Saturday, March 7, 2020

Review of 'Politics of Divination' by Joshua Ramey

Here's my review of Joshua Ramey's Politics of Divination. It's here on Amazon - as always a 'helpful' vote would be very much appreciated if its not too much trouble. I mean, you're going to be ordering the book, aren't you? Coz you should! Xx



A brilliant and exciting work proposing that neoliberalism is a mutated form of Divination.


"This is a brilliant and exciting book. It proposes that neoliberalism is a vast, unavowed and perverted form of divination.

It's not an easy read. Ramey's writing style reminds me of David Graeber in that he juxtaposes conflicting ideas and then tracks a nuanced path through them to give exposition and support to his thesis - all in one sentence. However, Ramey doesn't yet have as good a feel for his reader as Graeber. It's difficult to get a sense of who Ramey is from this work. Those long sentences can become a little wearing. Anecdotes are sparse - if fact I'm not sure there are any, at all - and the hyper-rationality, obvious concern with complete logical consistency in every statement, and constant referencing have a deleterious effect on the rhythm of the book. It's just feels a little unfriendly and cold. Of course, my criticism of his style will be viewed by many as affirmation of a positive trait; academic writing seeking objectivity tends to read like this - as explicitly rational. This brings me to a wider point.

Ramey's dissection of Hayek is excellent. He exposes the paradoxes at the heart of neoliberal ideas. But all the while he relies on essentially the same methodology as Hayek does in say, The Constitution of Liberty. Ramey defines his terms in detail. He pulls arguments apart. He assesses their consistency and exposes their assumptions and then recasts them within the terms of his central insight - which is that were are living in a social world of 'repressed' (my term) divination. There is no mysticism. There is no explicit revision or clear statement of metaphysics. There is just Ramey's consistent, rational, and logical progression. Rational argument is his methodology - and his methodology then becomes (in a sense and by default) his metaphysical commitment. And yet, the book itself gives the lie to this. As Hayek said 'rationality is wrong'. I think, ultimately, Ramey agrees with Hayek on this key point.

If the lesson from Politics of Divination is that it should not have been written so exclusively within the bounds of the rational, then Ramey is in good company. Bataille famously claimed that his masterwork on economy The Accursed Share should not have written at all, if he'd adhered to its conclusion. Bataille was at the back of my mind reading Ramey. I don't feel Ramey really got under the skin of sovereignty and its connection to ritual and sacrifice. And this was a significant omission given his focus on Divination as being a ritual rite deeply ingrained in what it is to be a human being. Ramey's focus on 'dividuals' in his concluding section - which conceives of individuals as an inherently social formation ('contingently organized bundles of affordances') - would have been more strongly challenged by Bataille's conception of sovereignty, than it was by contrasting 'dividuals' to a  conception of  'homo economicus'. I also think that Ramey could have considered a little more the dangers of writing about rituals in functionalist terms. Bringing Bataille in would have created a bulwark against this 'functional' mode of thinking. It was odd then, in the end, that Ramey chose to close his book by referencing Bataille (through the writing of Randy Martin).

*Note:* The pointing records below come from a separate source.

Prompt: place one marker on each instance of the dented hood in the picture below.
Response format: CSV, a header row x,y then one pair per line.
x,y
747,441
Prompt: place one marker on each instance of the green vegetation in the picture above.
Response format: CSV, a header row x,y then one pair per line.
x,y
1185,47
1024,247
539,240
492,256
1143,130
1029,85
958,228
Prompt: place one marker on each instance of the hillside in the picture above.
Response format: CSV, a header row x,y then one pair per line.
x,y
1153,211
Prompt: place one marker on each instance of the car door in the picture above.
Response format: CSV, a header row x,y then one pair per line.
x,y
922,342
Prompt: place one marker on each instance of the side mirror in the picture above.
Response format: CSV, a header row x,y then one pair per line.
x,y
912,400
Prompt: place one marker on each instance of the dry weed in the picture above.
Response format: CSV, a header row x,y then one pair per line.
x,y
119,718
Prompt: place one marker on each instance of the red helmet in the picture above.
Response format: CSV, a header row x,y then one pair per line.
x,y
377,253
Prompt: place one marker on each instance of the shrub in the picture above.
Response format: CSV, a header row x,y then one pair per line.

My most precise criticism of, and frustration with, Politics of Divination has to do with money. I find it hard to forgive Ramey for not writing about money more extensively. Firstly, his omission of money places him in the company of mainstream economics and Hayek. Money is seen by both as effectively a product of the market - a just a pure medium for price. Is that what Ramey believes? I don't know. I suspect he thinks differently because he quotes (and then fails to expand upon) Samuel Weber's claim that in capitalism the money form is 'spiritualized' - like an immortal, invisible, omnipresent soul. Ramey also fails to point out - when he conflates Friedman and Hayek's thoughts under the 'neoliberal' banner - that Hayek and Friedman had very different ideas about money. Their conception of money was, perhaps, the thing that most distinguished them from one another. Friedman was a moneterist, Hayek was not. This fissure in neoliberal thinking demanded a exploration within the terms of Ramey's thesis, which it was not given.

It would also have been interesting to develop arguments about money's relation to price-making in the excellent chapter on probability. Probability is a very hard subject to write about with clarity, and Ramey does well. It's a pity that he didn't extend the ideas from Ayache about a derivative price being only 'accidentally numeric' and fundamentally, a narrative statement about belief. Because this has interesting implications about the relationship between narrative - and therefore thought - and money.

But of course, my criticisms (of what Ramey omits) arise only because of the deep insight, that Ramey gives expression to, in his work. I have no hesitation in recommending this book as an important contribution to our understanding of economy. It opens up new areas of thought about money, economy and their relationship to ritual, time and chance. It's a superb original work by a brilliant thinker."